More on Sentencing

Rejected by Judge

  • Harm Reduction

Below are links to academic studies that were submitted to Judge Forrest as exhibits in support of the defense argument that Silk Road accomplished harm reduction in the drug trade.

Surfing the Silk Road: A study of users’ experiences.
Silk Road, the virtual drug marketplace: A single case study of user experiences.
Responsible vendors, intelligent consumers: Silk Road, the online revolution in drug trading.

Judge Katherine Forrest. Illustration: Reuters

As revealed during oral arguments, the defense made the harm reduction argument to counter the prosecution’s claim that Silk Road (and Ross) was responsible for six deaths that were alleged to be “in some way” connected to the site.[1] Judge Forrest rejected the studies, referring to Silk Road’s harm-reducing effect as “a fantasy” and “magical thinking.”[2] In a post-sentencing statement, Defense attorney Joshua Dratel responded:

“The fantasy is that long sentences make any difference. The fantasy is that the internet will not be a source for drugs or illegality because of this sentence. The fantasy is that this sentence is anything more than just purely punitive and completely beyond the range of what drug offenders get in this district, in this circuit, in this country.”[3]

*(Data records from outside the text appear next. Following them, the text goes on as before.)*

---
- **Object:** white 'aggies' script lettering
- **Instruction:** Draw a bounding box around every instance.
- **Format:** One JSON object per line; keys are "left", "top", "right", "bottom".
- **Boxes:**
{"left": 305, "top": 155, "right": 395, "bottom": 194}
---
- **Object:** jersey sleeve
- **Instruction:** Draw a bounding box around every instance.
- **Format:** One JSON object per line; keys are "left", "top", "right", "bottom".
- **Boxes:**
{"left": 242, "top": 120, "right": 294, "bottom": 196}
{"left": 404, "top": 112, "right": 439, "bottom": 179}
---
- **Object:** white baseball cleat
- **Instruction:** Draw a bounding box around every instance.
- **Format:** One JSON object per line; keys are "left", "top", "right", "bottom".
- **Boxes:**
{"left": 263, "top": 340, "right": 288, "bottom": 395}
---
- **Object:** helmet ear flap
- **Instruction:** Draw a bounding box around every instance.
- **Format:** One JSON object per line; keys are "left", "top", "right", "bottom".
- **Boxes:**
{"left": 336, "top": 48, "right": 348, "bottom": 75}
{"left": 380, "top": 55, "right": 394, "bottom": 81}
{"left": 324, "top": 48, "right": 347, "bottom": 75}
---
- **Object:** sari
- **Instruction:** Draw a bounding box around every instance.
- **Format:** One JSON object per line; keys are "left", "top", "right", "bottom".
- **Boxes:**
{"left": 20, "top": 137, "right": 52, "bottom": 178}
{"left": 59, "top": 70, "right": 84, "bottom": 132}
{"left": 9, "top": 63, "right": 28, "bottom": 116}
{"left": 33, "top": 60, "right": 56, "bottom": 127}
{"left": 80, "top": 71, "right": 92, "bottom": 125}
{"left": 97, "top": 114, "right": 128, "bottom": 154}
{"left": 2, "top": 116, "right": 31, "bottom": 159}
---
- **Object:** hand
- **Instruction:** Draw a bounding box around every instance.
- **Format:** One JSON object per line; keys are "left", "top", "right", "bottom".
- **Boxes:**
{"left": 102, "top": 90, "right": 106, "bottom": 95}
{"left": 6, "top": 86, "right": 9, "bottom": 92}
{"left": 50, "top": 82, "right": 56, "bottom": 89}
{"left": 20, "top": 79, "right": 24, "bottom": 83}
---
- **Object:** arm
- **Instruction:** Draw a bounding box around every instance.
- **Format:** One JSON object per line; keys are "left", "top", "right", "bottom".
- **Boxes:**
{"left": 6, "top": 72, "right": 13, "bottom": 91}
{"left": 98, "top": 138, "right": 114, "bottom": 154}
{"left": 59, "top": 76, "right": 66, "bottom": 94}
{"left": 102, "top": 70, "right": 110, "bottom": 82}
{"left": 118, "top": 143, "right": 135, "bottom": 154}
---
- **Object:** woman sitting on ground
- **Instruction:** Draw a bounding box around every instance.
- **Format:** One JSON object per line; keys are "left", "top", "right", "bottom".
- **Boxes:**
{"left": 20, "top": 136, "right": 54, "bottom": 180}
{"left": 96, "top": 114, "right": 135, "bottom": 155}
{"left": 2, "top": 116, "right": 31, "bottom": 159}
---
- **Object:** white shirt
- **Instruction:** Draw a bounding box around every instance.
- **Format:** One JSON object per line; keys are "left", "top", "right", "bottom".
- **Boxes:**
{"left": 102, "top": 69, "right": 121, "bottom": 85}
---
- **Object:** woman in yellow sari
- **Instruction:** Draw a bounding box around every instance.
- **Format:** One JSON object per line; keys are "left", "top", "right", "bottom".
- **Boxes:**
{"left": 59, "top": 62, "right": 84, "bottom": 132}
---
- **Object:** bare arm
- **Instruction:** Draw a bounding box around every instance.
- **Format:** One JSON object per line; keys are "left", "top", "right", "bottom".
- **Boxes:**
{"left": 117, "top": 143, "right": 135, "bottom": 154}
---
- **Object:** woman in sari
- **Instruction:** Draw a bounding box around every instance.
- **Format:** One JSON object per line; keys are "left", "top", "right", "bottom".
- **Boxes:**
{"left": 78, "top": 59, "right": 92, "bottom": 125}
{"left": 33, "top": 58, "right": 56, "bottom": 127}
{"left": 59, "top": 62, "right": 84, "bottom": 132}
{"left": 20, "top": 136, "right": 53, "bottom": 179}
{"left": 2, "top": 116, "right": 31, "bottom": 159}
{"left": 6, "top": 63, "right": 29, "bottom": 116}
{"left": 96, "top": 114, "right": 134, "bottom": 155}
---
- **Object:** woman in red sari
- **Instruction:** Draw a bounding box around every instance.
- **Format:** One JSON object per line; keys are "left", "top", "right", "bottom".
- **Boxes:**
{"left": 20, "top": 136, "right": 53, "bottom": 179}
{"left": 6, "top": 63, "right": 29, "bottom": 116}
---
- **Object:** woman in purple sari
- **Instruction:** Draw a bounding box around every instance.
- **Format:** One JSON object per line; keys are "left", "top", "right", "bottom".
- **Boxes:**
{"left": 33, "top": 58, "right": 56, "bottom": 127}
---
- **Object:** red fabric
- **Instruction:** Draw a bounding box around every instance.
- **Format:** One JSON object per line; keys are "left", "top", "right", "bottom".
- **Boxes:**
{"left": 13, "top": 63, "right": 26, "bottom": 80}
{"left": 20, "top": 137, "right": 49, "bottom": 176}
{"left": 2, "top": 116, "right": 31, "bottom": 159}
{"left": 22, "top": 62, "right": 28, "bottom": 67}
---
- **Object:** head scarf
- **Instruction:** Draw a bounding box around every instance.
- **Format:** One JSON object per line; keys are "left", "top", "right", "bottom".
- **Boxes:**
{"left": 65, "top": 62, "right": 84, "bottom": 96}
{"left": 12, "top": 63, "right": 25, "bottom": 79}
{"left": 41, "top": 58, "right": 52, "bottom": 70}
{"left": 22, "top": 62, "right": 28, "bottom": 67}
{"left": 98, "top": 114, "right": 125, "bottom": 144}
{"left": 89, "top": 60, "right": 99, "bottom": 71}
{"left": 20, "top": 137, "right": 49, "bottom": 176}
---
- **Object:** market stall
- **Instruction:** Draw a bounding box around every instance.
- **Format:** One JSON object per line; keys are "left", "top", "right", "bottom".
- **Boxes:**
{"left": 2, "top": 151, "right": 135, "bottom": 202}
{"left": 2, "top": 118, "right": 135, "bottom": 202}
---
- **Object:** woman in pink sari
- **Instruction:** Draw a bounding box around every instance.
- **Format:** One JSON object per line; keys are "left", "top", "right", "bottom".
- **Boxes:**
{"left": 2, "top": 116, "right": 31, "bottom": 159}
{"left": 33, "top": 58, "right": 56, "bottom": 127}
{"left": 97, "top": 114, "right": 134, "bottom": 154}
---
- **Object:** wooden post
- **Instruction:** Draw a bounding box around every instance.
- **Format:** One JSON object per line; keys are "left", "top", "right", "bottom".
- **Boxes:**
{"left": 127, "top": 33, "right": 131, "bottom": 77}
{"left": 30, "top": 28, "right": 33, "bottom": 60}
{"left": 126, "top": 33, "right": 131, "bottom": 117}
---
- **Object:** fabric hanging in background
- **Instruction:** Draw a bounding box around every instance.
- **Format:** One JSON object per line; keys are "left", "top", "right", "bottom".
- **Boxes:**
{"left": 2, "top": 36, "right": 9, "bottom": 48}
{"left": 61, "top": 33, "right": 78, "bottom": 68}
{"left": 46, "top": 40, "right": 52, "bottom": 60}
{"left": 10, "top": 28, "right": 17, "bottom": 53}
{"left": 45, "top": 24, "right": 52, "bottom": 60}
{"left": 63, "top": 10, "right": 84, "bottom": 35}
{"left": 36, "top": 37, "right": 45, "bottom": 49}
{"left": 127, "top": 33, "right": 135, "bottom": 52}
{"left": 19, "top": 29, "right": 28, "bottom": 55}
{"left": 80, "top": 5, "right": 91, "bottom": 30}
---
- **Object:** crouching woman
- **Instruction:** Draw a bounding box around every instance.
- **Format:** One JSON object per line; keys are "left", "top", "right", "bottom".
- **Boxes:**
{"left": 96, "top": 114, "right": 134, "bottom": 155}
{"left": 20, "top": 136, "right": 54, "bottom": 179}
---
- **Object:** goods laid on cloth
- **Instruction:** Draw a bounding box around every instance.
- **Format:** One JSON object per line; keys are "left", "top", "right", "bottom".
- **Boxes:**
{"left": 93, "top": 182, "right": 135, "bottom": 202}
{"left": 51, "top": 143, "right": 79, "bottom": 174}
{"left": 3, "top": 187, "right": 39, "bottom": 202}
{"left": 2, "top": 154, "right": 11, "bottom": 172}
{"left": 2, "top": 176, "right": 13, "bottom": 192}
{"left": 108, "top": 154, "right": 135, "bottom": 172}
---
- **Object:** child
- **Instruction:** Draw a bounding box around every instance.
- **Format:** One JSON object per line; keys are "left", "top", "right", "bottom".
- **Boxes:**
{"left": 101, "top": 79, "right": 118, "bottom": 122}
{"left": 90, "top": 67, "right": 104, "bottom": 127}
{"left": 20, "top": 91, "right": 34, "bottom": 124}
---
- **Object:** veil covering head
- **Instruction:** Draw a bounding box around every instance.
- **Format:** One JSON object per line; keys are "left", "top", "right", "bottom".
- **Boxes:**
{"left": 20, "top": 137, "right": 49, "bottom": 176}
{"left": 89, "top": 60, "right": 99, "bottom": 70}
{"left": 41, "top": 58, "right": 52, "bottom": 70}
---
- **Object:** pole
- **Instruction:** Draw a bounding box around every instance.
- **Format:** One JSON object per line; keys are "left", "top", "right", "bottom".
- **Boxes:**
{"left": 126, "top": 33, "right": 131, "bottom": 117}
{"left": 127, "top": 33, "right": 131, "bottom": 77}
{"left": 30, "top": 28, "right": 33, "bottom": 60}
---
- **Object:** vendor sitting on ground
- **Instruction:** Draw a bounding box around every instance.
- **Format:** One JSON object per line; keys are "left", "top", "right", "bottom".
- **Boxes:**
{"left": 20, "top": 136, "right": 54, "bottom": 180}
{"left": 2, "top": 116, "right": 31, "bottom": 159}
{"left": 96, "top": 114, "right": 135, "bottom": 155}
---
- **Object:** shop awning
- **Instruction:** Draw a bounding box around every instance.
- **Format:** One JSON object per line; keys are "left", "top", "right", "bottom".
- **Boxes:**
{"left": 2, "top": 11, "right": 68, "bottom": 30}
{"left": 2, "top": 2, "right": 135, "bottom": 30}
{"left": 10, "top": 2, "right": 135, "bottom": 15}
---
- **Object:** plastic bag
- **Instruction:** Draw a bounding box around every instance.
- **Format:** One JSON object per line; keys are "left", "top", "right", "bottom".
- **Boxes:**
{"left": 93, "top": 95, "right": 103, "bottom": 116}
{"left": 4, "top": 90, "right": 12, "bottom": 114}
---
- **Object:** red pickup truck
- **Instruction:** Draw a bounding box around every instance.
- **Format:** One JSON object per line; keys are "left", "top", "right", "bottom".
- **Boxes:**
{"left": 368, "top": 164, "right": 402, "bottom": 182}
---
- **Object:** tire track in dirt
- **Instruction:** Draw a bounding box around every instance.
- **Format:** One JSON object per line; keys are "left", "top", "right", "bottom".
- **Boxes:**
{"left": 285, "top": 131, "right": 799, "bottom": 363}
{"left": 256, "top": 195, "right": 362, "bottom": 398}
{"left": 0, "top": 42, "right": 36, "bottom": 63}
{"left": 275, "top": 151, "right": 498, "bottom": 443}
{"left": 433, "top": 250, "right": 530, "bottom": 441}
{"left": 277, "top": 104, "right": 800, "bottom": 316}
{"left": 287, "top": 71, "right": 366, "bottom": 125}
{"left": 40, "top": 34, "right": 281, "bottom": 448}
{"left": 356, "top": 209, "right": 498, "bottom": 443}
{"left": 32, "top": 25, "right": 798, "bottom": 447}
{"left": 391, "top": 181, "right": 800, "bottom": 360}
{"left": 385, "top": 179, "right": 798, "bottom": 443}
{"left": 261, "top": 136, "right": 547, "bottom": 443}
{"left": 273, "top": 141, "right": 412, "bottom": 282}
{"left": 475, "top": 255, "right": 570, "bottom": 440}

The judge also rejected studies and articles concluding that long sentences do not deter crime. Her deterrance theory was quickly disproven by the proliferation of dark net markets after Ross was sentenced.[4] Dratel added:

[Judge Forrest] “took what was the unanimous consensus of professionals who have studied this site [Silk Road] as objective independent professional researchers, and reduced it to a selection of a word here and a word there, and twisted it on its head.”[5]

  • “Incomplete, unreliable, inaccurate”

The defense submitted, and Judge Forrest deemed irrelevant, a detailed 11-page forensic pathology report that concluded the cause of death could neither be scientifically determined nor linked to Silk Road.[6] The defense called the accusations “incomplete, unreliable and inaccurate.”[7] Yet, during sentencing, the judge heavily relied on these uncharged, unproven allegations to justify her sentence.

“Given the nature and complexity of those issues – allegations including overdose deaths and drug quantities – it is far from clear that petitioner should be held responsible for the deaths at all. He has the right to have a jury of his peers decide.”
– Drug Policy Alliance & Law Enforcement Action Partnership in a brief supporting the Supreme Court petition.[8]

Read more at Sentenced for Uncharged Crimes.

  • Family and friends implore the Judge

Judge Forrest was also unmoved by the 100 letters [PDF] from friends and family (including fellow inmates) attesting to Ross’s compassion and principled character. These people pleaded with her to give Ross the lowest sentence possible, speaking of the positive contributions Ross had made, and would make in the future, if given a reasonable sentence. Although Judge Forrest called the collection of letters “impressive,” she found them unconvincing.[9] During sentencing, she seemed confused by all these letters that showed Ross to be a different man than what the government made him out to be. “Frankly, I can’t make a judgment about which of you to know, which of you to rely on, and which of you to believe,” she said.[10]

There wasn’t more than one Ross, a flesh and blood man sitting before her, there was more than one DPR, a digital persona that was designed to be passed on and used by multiple people. Instead, Judge Forrest decided that Ross is just “very, very complex.”[11]

Shocks the conscience

Ross’s appeal referenced the Sentencing Reform Act, which requires that a judge impose a sentence that is “sufficient, but not greater than necessary.”[12] This act was passed by the Congress to provide fairness in sentencing and avoid disparities among defendants with similar charges (see Sentencing Disparity).
Ross looking at his parents during sentencing. Illustration: Elizabeth Williams
Judge Forrest failed to provide any basis for a life sentence as necessary.

“The life sentence imposed on 30-year old Ross Ulbricht “shocks the conscience” – or at the very least “stirs it” – and is therefore substantively unreasonable. Accordingly, Ulbricht should be resentenced before a different judge to avoid the irremediable taint from the improper factors the Court considered.”